On the one hand, a country with a high indulgence score encourages its people to spend their money, to enjoy themselves and generally to seek happiness. Nations with a low score in this dimension, on the other hand, tend to prefer restraint, with limited personal indulgences in the pursuit of happiness or self-gratification (McLaurin 2008). Both the UK and Thailand are relatively high on this dimension although the UK is much higher. This means that both countries value gratification and having a good time.
International Training and Development Issues in British Airways in the UK
Considering the contexts of the British culture, the management system is more interested in the achievements of the individual. In order to create global managers, however, the company continues to send its employees overseas for work experience in various cultural contexts. Under their international training and development, it can be noted that the corporation offers training for potential expatriates before posting, training after posting as well as diversity training for host country nationals and the third state nationals. Within the UK office, the greatest challenge so far is with regards to training the host country nationals. The members of staff in the UK office have a specified perspective on work, rewards, and relationships to the point that they find expatriate employees from the Thailand office too emotional and in some cases even rude. This is because while in the UK most conflicts are passive aggressive, people from Thailand are used to communicating all their feelings blatantly and in words. As expected, this does not go well with the UK team, thus causing the need for them to be consistently reminded that it is not really being rude if it is part of the Thailand culture. The host country training in this location thus mainly focuses on communication and conflict resolution as a way of maintaining a good working relationship.
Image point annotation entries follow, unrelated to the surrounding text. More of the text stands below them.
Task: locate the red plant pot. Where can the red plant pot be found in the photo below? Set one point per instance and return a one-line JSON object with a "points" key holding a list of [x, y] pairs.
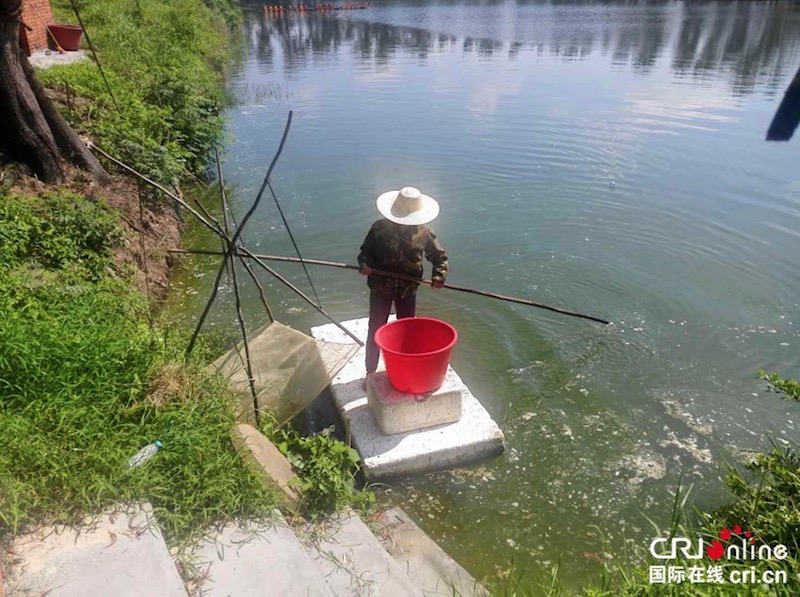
{"points": [[66, 36]]}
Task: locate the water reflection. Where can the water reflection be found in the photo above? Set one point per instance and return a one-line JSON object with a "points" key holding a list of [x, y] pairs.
{"points": [[788, 115], [748, 42]]}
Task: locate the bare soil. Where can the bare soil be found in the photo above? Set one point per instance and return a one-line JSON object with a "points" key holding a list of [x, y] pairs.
{"points": [[151, 227]]}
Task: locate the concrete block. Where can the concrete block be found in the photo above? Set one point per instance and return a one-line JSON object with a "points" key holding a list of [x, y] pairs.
{"points": [[260, 561], [421, 558], [267, 462], [117, 553], [396, 412], [353, 562], [473, 437]]}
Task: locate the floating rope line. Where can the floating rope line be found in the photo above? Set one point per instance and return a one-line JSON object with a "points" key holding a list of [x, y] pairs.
{"points": [[296, 248]]}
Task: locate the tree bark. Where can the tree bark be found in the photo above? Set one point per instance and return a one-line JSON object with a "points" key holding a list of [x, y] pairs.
{"points": [[32, 127], [28, 135], [66, 138]]}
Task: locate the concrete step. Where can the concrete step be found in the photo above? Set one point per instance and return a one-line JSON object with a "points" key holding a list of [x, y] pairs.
{"points": [[353, 562], [433, 570], [259, 561], [120, 553]]}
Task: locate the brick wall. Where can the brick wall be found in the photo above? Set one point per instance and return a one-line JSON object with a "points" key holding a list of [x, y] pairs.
{"points": [[37, 14]]}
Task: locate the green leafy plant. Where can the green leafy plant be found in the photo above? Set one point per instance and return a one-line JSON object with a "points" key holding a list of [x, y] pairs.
{"points": [[326, 469], [790, 387], [85, 383], [164, 62], [58, 231]]}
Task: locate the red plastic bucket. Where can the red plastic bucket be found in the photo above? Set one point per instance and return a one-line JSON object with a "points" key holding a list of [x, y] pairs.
{"points": [[416, 351], [67, 36]]}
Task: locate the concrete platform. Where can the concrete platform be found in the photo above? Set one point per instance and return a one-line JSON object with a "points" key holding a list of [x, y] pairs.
{"points": [[120, 553], [473, 437], [398, 412], [421, 558], [263, 561], [353, 562]]}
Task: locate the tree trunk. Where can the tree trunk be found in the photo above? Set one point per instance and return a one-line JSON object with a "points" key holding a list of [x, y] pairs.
{"points": [[28, 135], [66, 138], [33, 129]]}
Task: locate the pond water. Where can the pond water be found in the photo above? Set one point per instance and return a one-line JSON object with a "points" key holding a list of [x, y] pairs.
{"points": [[606, 157]]}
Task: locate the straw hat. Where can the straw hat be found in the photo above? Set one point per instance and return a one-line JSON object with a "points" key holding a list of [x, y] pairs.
{"points": [[408, 206]]}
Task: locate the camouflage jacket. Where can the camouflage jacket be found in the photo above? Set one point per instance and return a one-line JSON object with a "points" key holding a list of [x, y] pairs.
{"points": [[397, 248]]}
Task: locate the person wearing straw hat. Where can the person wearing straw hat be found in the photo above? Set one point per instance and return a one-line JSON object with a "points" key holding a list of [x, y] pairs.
{"points": [[396, 243]]}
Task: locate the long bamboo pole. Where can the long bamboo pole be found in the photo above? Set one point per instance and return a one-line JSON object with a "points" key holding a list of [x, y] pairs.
{"points": [[485, 293]]}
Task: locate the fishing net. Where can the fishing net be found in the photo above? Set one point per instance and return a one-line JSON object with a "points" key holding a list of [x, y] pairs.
{"points": [[290, 369]]}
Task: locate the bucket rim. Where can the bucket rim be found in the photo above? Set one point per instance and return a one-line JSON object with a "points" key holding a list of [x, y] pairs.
{"points": [[448, 346]]}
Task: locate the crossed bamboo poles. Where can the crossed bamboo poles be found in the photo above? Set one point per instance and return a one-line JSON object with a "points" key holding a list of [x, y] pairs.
{"points": [[229, 233]]}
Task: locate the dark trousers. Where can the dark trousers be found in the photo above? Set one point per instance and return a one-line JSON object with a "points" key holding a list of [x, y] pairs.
{"points": [[379, 308]]}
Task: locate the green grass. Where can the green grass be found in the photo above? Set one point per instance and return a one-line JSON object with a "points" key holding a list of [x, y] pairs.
{"points": [[85, 383], [164, 62]]}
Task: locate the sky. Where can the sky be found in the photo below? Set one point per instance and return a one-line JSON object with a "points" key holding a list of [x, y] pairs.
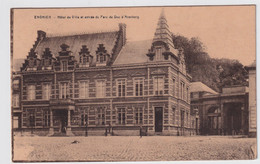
{"points": [[225, 31]]}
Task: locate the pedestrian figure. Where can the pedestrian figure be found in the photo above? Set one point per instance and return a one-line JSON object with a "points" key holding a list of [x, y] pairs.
{"points": [[86, 132], [109, 127], [141, 129], [106, 132]]}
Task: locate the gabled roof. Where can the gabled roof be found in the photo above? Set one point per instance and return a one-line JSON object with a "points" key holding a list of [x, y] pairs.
{"points": [[200, 87], [17, 64], [134, 52], [75, 43]]}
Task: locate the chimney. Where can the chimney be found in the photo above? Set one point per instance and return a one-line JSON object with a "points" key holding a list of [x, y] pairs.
{"points": [[41, 35], [122, 30]]}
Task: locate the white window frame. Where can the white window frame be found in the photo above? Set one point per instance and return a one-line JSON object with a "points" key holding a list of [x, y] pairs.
{"points": [[156, 85], [122, 111], [139, 115], [138, 81], [187, 94], [83, 90], [31, 92], [101, 115], [100, 89], [46, 91], [182, 90], [84, 115], [158, 53], [64, 90], [174, 87], [16, 100], [64, 67], [119, 82], [46, 118]]}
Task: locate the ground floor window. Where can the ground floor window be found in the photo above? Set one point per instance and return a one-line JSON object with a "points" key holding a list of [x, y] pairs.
{"points": [[84, 119], [32, 119], [138, 115], [46, 118], [15, 122], [101, 116], [121, 116]]}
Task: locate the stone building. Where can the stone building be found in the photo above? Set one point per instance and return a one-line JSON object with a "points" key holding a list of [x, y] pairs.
{"points": [[224, 113], [99, 83]]}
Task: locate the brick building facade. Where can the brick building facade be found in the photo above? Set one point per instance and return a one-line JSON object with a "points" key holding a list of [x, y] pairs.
{"points": [[99, 83]]}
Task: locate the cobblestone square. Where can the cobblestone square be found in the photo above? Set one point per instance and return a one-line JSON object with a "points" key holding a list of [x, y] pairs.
{"points": [[133, 148]]}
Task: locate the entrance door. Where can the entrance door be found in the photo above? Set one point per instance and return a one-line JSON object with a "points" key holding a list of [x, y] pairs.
{"points": [[158, 119], [61, 117], [197, 126]]}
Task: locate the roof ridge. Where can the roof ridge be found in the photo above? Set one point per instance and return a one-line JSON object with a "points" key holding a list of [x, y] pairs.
{"points": [[79, 33]]}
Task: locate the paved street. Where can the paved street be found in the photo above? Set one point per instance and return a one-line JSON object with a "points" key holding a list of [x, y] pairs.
{"points": [[133, 148]]}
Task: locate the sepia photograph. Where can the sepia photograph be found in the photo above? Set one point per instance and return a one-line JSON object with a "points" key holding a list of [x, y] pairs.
{"points": [[166, 83]]}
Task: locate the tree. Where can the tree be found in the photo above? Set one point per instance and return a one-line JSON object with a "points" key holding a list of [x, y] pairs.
{"points": [[206, 69]]}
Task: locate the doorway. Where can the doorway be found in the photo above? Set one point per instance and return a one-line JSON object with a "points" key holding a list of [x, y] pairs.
{"points": [[158, 119], [61, 117]]}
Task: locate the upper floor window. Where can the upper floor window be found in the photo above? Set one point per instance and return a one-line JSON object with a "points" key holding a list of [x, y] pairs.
{"points": [[100, 88], [16, 84], [121, 87], [84, 119], [139, 86], [101, 116], [63, 90], [182, 90], [64, 65], [173, 87], [158, 84], [187, 94], [158, 53], [83, 89], [46, 91], [16, 100], [31, 92], [139, 115], [173, 114], [121, 112]]}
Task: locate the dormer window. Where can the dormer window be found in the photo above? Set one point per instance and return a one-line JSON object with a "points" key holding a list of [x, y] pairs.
{"points": [[85, 57], [64, 65], [158, 53], [47, 58], [101, 58]]}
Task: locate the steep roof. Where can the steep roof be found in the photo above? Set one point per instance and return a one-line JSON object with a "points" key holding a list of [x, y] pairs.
{"points": [[200, 87], [134, 52], [17, 64], [75, 42], [252, 65], [163, 33]]}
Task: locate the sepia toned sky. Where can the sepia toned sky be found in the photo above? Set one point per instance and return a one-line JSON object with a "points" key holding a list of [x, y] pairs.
{"points": [[226, 31]]}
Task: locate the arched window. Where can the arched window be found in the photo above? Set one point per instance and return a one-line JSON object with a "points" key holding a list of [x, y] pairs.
{"points": [[214, 120]]}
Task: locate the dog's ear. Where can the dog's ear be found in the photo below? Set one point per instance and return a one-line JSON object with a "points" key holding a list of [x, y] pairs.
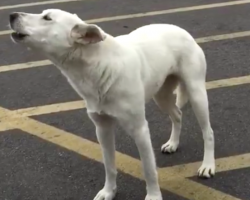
{"points": [[87, 34]]}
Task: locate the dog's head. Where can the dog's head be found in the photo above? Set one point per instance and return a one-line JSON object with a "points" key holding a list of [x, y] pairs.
{"points": [[53, 30]]}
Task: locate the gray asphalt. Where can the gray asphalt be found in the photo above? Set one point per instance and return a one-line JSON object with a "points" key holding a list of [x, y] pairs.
{"points": [[33, 169]]}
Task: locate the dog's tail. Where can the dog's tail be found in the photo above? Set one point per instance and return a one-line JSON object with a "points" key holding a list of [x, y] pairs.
{"points": [[181, 95]]}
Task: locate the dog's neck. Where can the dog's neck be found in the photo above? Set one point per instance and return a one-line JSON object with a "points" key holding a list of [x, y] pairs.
{"points": [[91, 69]]}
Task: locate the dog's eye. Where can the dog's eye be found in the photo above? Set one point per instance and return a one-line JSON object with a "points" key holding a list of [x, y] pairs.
{"points": [[47, 18]]}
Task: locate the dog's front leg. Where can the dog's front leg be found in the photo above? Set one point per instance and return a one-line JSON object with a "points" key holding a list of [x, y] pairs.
{"points": [[105, 135], [139, 131]]}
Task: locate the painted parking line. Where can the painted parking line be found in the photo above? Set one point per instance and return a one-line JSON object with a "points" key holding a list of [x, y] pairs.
{"points": [[126, 164], [130, 16], [74, 105], [170, 11], [36, 4], [201, 40]]}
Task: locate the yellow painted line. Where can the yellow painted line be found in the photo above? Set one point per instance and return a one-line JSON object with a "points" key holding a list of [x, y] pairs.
{"points": [[52, 108], [41, 63], [35, 4], [228, 82], [5, 127], [169, 11], [126, 164], [24, 65], [74, 105]]}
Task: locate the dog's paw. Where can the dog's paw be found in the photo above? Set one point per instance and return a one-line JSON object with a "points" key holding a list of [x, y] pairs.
{"points": [[153, 197], [106, 194], [169, 147], [206, 170]]}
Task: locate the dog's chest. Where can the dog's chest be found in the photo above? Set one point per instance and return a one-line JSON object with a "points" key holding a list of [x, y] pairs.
{"points": [[86, 88]]}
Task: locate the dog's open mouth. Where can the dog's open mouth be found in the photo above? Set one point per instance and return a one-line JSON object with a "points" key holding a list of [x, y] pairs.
{"points": [[19, 36]]}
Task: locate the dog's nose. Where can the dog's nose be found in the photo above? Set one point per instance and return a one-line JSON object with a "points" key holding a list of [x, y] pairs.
{"points": [[13, 16]]}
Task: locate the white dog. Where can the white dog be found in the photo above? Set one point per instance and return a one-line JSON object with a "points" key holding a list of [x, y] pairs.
{"points": [[116, 76]]}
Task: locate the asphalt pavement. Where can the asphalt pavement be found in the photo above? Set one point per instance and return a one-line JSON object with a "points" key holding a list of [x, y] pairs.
{"points": [[35, 169]]}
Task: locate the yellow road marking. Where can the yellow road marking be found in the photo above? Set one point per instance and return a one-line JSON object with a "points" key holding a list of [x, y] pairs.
{"points": [[171, 182], [170, 11], [5, 68], [228, 82], [74, 105], [20, 66], [36, 4], [137, 15], [52, 108]]}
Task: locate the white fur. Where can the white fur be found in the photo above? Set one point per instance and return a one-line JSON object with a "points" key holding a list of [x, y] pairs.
{"points": [[117, 76]]}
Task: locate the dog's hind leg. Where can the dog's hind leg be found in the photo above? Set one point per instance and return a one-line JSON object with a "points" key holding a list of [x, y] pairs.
{"points": [[165, 99], [194, 79]]}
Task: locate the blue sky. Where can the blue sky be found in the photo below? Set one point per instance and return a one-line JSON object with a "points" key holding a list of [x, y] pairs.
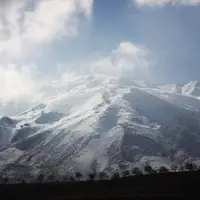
{"points": [[49, 37]]}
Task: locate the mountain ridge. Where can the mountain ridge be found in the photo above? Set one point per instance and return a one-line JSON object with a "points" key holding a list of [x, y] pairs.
{"points": [[103, 124]]}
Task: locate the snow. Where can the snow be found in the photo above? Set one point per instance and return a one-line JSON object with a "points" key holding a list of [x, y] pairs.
{"points": [[103, 121]]}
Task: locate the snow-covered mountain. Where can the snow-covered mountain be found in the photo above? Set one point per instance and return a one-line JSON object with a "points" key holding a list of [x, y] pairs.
{"points": [[102, 123]]}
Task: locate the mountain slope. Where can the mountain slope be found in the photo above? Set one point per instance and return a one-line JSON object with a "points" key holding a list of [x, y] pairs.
{"points": [[102, 123]]}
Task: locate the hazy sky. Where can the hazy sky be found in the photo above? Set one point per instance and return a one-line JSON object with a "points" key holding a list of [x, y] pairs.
{"points": [[155, 40]]}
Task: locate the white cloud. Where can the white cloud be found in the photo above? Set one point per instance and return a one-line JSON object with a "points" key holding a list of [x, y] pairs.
{"points": [[21, 27], [163, 2], [17, 83], [127, 60]]}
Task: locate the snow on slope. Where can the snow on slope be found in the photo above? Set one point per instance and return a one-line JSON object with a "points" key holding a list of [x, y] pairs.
{"points": [[103, 123]]}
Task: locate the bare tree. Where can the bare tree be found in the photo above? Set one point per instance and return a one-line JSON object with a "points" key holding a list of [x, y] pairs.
{"points": [[174, 167], [102, 175], [190, 166], [116, 175], [163, 169], [126, 173], [92, 176], [136, 171], [40, 178], [79, 175], [148, 169]]}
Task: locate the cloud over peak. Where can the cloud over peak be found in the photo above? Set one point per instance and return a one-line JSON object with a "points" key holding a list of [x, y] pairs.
{"points": [[163, 2], [128, 59], [23, 23]]}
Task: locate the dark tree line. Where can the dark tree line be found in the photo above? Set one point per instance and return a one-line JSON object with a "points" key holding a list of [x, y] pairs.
{"points": [[78, 176]]}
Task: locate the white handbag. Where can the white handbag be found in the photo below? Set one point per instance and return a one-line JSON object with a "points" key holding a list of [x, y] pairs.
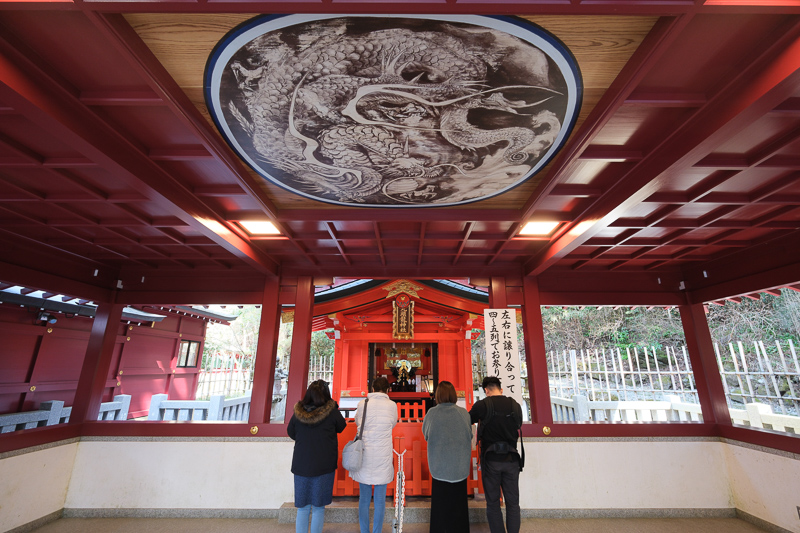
{"points": [[353, 452]]}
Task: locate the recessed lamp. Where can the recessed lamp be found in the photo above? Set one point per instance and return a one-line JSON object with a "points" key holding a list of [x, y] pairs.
{"points": [[259, 227], [538, 228]]}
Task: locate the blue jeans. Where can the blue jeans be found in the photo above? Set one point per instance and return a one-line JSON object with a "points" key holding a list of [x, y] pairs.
{"points": [[317, 519], [364, 495]]}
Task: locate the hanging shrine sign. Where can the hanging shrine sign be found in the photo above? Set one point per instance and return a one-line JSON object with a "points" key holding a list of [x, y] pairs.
{"points": [[403, 317], [502, 351]]}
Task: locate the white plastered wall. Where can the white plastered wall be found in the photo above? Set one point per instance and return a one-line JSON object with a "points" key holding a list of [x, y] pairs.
{"points": [[34, 484], [765, 484], [625, 474], [181, 474], [581, 474]]}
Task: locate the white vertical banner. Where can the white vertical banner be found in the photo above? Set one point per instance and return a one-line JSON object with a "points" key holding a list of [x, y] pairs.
{"points": [[502, 351]]}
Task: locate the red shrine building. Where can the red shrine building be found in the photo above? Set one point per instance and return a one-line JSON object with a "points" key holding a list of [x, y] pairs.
{"points": [[385, 173]]}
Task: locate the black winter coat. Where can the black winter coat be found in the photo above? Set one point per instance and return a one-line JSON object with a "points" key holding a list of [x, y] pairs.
{"points": [[316, 447]]}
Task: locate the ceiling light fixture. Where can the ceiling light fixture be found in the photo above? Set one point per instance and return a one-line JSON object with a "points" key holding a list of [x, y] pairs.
{"points": [[259, 227], [538, 228]]}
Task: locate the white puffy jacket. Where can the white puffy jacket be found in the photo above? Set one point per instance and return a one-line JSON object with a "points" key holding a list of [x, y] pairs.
{"points": [[377, 467]]}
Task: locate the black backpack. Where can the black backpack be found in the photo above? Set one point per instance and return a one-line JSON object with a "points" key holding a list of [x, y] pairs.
{"points": [[503, 447]]}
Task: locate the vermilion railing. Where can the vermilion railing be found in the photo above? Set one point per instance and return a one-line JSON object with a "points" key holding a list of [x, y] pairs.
{"points": [[407, 436]]}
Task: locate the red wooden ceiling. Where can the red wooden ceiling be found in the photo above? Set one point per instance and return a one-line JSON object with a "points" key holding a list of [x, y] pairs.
{"points": [[686, 166]]}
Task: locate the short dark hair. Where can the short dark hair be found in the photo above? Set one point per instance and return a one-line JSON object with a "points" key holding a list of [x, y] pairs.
{"points": [[380, 384], [318, 394], [490, 382], [445, 393]]}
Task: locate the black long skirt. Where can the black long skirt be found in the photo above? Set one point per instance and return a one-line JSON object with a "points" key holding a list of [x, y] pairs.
{"points": [[449, 510]]}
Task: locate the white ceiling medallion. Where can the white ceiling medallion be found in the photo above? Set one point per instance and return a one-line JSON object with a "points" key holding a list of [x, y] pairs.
{"points": [[393, 111]]}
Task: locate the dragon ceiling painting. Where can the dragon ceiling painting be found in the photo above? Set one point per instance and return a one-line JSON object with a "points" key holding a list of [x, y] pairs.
{"points": [[393, 111]]}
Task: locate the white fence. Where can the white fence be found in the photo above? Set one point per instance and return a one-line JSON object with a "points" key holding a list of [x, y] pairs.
{"points": [[225, 381], [321, 368], [580, 408], [772, 378]]}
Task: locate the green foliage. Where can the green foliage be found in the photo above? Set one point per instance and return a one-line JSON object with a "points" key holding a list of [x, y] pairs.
{"points": [[241, 337], [766, 319], [591, 327]]}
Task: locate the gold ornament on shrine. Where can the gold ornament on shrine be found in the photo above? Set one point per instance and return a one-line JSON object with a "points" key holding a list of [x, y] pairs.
{"points": [[403, 317], [402, 286]]}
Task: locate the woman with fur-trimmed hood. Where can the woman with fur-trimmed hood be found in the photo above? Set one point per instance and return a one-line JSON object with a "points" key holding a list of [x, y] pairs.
{"points": [[313, 427]]}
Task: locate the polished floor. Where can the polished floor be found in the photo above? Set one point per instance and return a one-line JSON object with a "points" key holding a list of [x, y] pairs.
{"points": [[538, 525]]}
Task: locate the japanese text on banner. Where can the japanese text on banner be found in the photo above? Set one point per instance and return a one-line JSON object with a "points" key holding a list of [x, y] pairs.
{"points": [[502, 351]]}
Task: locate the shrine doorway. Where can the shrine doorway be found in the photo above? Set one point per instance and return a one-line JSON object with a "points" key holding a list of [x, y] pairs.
{"points": [[412, 368]]}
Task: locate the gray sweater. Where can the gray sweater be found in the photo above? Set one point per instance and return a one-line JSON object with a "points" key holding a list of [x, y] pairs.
{"points": [[448, 430]]}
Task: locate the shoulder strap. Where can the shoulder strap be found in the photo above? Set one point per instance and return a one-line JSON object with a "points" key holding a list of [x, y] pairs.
{"points": [[363, 419], [489, 413]]}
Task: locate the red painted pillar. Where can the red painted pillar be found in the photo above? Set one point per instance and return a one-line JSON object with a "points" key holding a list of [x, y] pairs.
{"points": [[704, 365], [266, 352], [538, 381], [94, 373], [497, 293], [301, 343]]}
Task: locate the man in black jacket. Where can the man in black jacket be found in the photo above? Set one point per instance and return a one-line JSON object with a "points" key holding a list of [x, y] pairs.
{"points": [[499, 418]]}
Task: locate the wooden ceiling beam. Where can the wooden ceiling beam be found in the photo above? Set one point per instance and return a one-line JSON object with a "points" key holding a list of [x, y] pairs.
{"points": [[610, 153], [465, 238], [361, 214], [27, 85], [663, 34], [107, 97], [753, 91], [127, 42], [337, 242], [180, 153], [665, 99], [379, 243], [421, 242]]}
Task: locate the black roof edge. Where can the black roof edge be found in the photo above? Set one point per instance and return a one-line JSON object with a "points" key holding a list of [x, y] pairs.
{"points": [[87, 311], [327, 296], [467, 295]]}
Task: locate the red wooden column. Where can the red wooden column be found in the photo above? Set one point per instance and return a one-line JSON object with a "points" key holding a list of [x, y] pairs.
{"points": [[301, 343], [94, 373], [538, 381], [497, 293], [704, 365], [266, 352]]}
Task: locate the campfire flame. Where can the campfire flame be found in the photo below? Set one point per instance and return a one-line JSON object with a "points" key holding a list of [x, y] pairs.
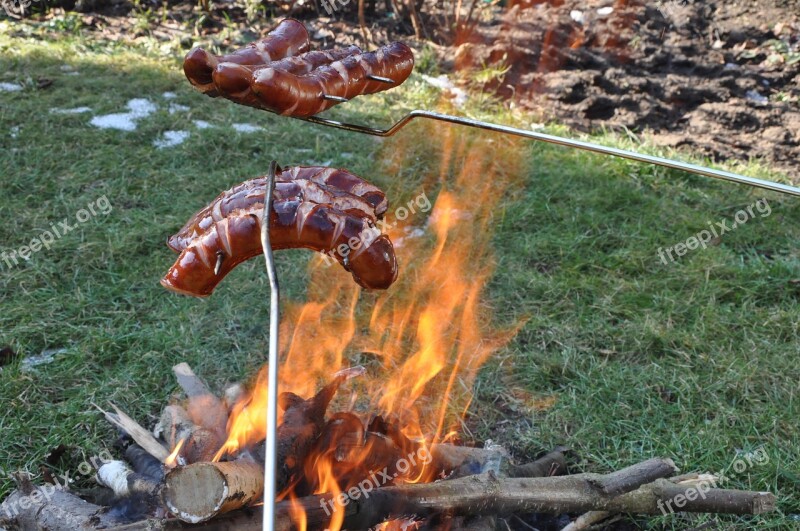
{"points": [[422, 341]]}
International Training and Management Development Issues in British Airways HRM in Thailand
In the Thailand office, the company faces a significant challenge training the expatriate employees on the management positions on the importance of a good working relationship for the Thailand staff. People from the UK assume that personal rewards and achievements are enough motivations thus they are likely to push for adjustments in the compensation program when they need the workers to give the corporation their best (Heller et al. 2010). In Thailand, however, this system does not work, and it takes some time to get the foreign managers to accept this information and thus focus on things that actually matter to their Thai subordinates.
The differences between the UK and Thailand indicate that there are very many challenges that one is likely to face if he/she has to move from either location to another even within the same company. The expectations of a British leader being sent to work in Thailand and those of a Thai leader being sent to work in the UK will both be left unmet if these leaders are not fully informed about the drastic differences between the two nations. Thailand has a lower score than the UK on individualism, masculinity, long-term orientation and indulgence while having a higher score in power distance and uncertainty avoidance. These differences indicate the diverse expectations that an expatriate originally has depending on his/her culture. Relocating to another country would thus require significant training and research in either context.